Step 4: Create plots of bivariate relationships.

Finally, we plot the bivariate descriptive statistics we just examined.

#creating a function that will plot bivariate relationships of our variables
panel.hist <- function(x, ...)
{
    usr <- par("usr"); on.exit(par(usr))
    par(usr = c(usr[1:2], 0, 1.5) )
    h <- hist(x, plot = FALSE)
    breaks <- h$breaks; nB <- length(breaks)
    y <- h$counts; y <- y/max(y)
    rect(breaks[-nB], 0, breaks[-1], y, col="cyan", ...)
}

#using pairs to create a matrix of scatterplots and our panel.hist function to create a scatterplot matrix of the bivariate relationships between all of our weight measures
pairs(~wght5+wght6+wght7+wght8+wght9+
       wght10+wght11+wght12+wght13+wght14+
       wght15+wght16+wght17+wght18+wght19,
      data=wght_wide1, diag.panel=panel.hist)
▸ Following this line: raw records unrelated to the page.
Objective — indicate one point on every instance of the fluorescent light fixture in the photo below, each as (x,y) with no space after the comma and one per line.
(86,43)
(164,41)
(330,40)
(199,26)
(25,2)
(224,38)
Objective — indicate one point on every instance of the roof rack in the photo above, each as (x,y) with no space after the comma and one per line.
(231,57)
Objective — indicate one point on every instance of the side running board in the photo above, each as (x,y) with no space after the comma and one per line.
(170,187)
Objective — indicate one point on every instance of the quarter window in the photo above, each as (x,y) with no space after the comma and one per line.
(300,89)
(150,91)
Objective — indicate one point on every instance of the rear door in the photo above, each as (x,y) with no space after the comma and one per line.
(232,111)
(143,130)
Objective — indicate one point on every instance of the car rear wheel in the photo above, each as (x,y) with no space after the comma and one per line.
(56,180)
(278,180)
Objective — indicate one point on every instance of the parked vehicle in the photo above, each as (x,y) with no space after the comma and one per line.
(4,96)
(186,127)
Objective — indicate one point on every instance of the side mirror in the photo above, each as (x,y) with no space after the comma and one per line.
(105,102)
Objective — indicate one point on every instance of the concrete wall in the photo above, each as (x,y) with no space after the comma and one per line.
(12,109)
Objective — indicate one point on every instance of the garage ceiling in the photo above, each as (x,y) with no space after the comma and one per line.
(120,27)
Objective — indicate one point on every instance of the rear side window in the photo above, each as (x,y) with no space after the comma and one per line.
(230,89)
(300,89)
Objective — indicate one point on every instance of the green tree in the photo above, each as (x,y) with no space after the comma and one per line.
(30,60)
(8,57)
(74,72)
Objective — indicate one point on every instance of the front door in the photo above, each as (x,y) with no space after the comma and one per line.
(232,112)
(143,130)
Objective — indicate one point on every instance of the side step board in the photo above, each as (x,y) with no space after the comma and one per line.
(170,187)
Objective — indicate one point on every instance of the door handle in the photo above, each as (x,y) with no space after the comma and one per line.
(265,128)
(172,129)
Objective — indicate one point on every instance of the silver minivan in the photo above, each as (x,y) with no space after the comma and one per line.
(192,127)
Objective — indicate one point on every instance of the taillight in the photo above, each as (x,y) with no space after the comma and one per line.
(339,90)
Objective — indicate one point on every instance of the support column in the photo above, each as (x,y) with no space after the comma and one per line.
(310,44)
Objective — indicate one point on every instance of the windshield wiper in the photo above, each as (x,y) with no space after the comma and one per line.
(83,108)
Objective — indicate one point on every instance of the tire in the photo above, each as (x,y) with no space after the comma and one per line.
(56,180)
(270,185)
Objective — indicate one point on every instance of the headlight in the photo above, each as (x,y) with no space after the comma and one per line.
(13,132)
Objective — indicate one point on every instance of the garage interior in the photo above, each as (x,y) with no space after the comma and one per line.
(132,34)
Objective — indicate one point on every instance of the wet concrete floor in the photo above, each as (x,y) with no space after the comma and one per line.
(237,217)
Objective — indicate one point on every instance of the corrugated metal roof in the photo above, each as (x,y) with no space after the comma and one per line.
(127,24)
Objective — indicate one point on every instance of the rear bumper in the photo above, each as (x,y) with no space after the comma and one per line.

#using pairs to create a matrix of scatterplots and our panel.hist function to create a scatterplot matrix of the bivariate relationships between a subset of our weight measures
pairs(~wght5+wght6+wght7+wght8+wght9+wght10, data=wght_wide1, diag.panel=panel.hist)

Conclusion

This tutorial has presented several key steps when beginning data analyses, specifically, setting up data in several formats (long and wide), plotting the data, and obtaining descriptive statistics of the data.